There is still time for Cuccinelli to turn things around, but the fact that someone with his conservative credentials speaks this way underscores that there is a conventional wisdom about how candidates ought to address, or avoid, social issues during campaigns. And Cuccinelli's standing in the race underscores that this approach is dangerous for the GOP.
The truce strategy demoralizes the GOP base and makes it hard for the grassroots to care about Republican candidates. Conservative candidates are advised to deflect or retreat when social issues are raised, and their refusal to speak clearly and hold the line allows Democratic candidates to adopt more extreme positions, energizing their own base and unleashing a flood of money at no political cost. Democrats are confident that their opponents will not make an issue of their positions. Republican candidates' apparent discomfort discussing such issues makes it look like they have something to hide, confirming to many voters Democratic suggestions that GOP candidates' positions are extreme.
Democrats see McAuliffe's growing lead in Virginia as evidence that the "Republican war on women" strategy works. The Quinnipiac poll released Oct. 10 found that McAuliffe had pulled ahead, 47 percent to 39 percent, after being statistically tied in late September. His gains came largely among female voters. "The 'War on Women' meme has been the top advertising issue for Democrats if you take social issues (14 percent) plus women's rights (12 percent)," National Journal reported last week in a story headlined, "Democrats Read Virginia as a War-on-Women Winner."

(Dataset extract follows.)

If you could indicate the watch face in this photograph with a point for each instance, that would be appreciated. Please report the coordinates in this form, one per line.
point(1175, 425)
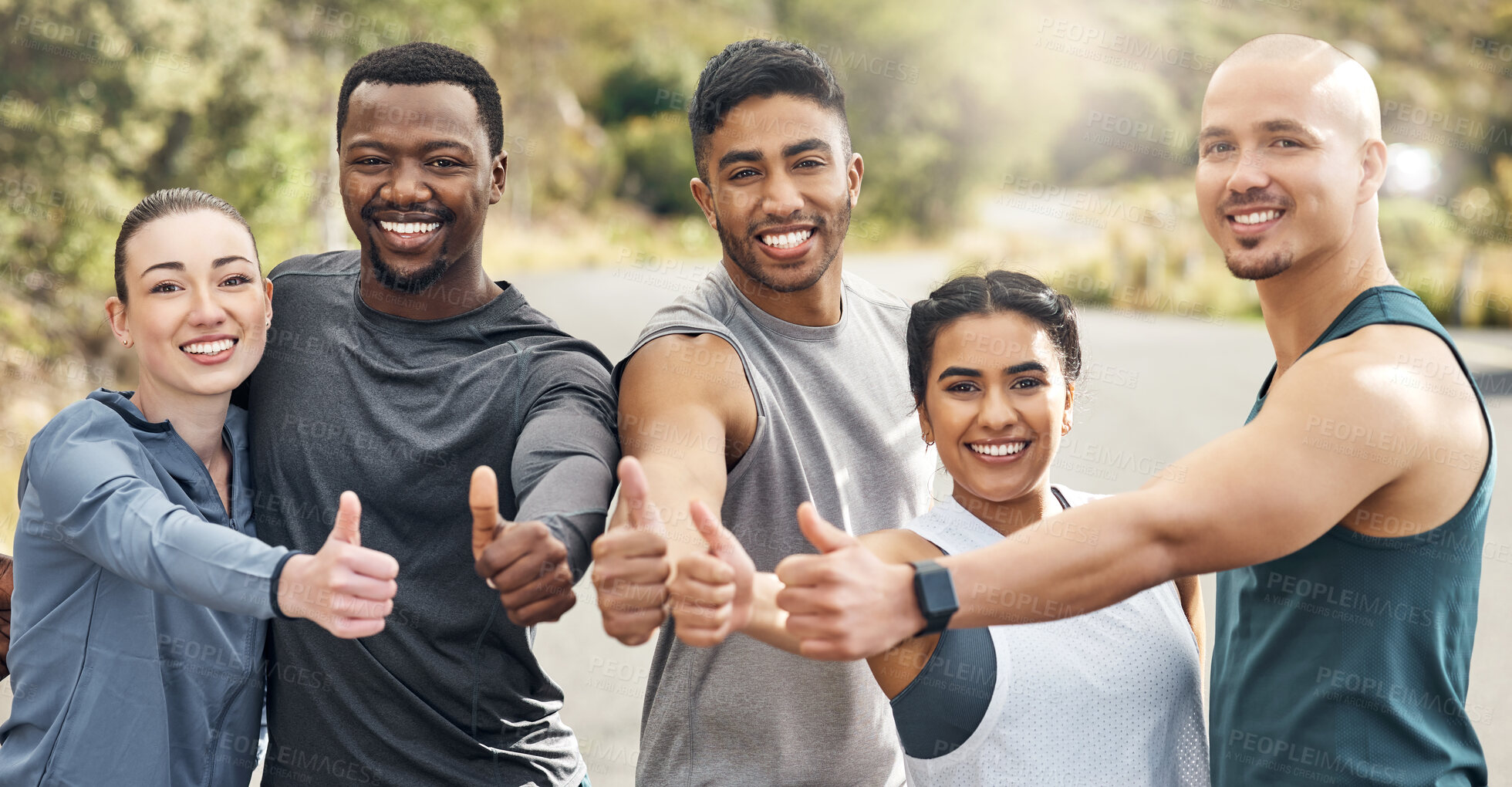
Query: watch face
point(935, 589)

On an issue such as abortion, about which Americans are fundamentally ambivalent, victory depends on how "pro-life" and "pro-choice" are defined. Republicans' self-imposed silence allows Democrats to define pro-life in ways that help them politically. Thus, Democrats do not have to justify their positions on infanticide, late-term abortions or permitting unborn baby girls to be killed just because of their gender.

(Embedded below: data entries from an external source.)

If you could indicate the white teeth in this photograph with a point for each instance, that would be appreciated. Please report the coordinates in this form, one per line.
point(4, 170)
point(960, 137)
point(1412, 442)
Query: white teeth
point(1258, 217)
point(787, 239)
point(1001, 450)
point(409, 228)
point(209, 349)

What will it take for Republicans to realize that this "truce" is one-sided? Rather than running ads attacking McAuliffe's positions, the Cuccinelli campaign's pathetically ineffective response has been to run ads featuring career women who look into the camera and say things like, "Ken's a nice guy. Really."

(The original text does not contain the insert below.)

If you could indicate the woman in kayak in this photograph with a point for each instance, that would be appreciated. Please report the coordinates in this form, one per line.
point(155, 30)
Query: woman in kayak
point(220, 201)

Meanwhile, a McAuliffe spokesman declined to comment this spring when The Washington Post asked the campaign whether the Susan B. Anthony List had accurately described the candidate's position as "support[ing] a platform of abortion on-demand at any time, for any reason, paid for by Virginia taxpayers." The campaign later said that McAuliffe "supports keeping existing Virginia laws on when abortions are legal." McAuliffe told George Mason University students that he would "support stopping any restrictions" on abortion.
Democrats campaigned on the truce strategy in 2012 and will continue to use it until GOP candidates come up with a more effective political response. The winning strategy would be to aggressively define social issues on Democrats' weakest grounds, to make them pay for their unqualified support of abortion on any grounds.
Steve Lonegan, the New Jersey Republican whose long-shot Senate campaign stalled when he supported the government shutdown in a blue state, nonetheless had the right idea on this issue. "What abortion would you make illegal?" he asked Cory Booker in a recent debate.
"I believe in Roe versus Wade," Booker said.
"Imagine aborting a baby in the eighth month of pregnancy," Lonegan said. "He supports that."
"That is not true," Booker replied.
Memo to GOP candidates: The best defense is a good offense. When you are being relentlessly attacked as an abortion extremist by people who support late-term and/or taxpayer-funded abortions, self-imposed silence about your beliefs and values is not an effective political response. Calling Democrats on their own extremism is the pathway to victory.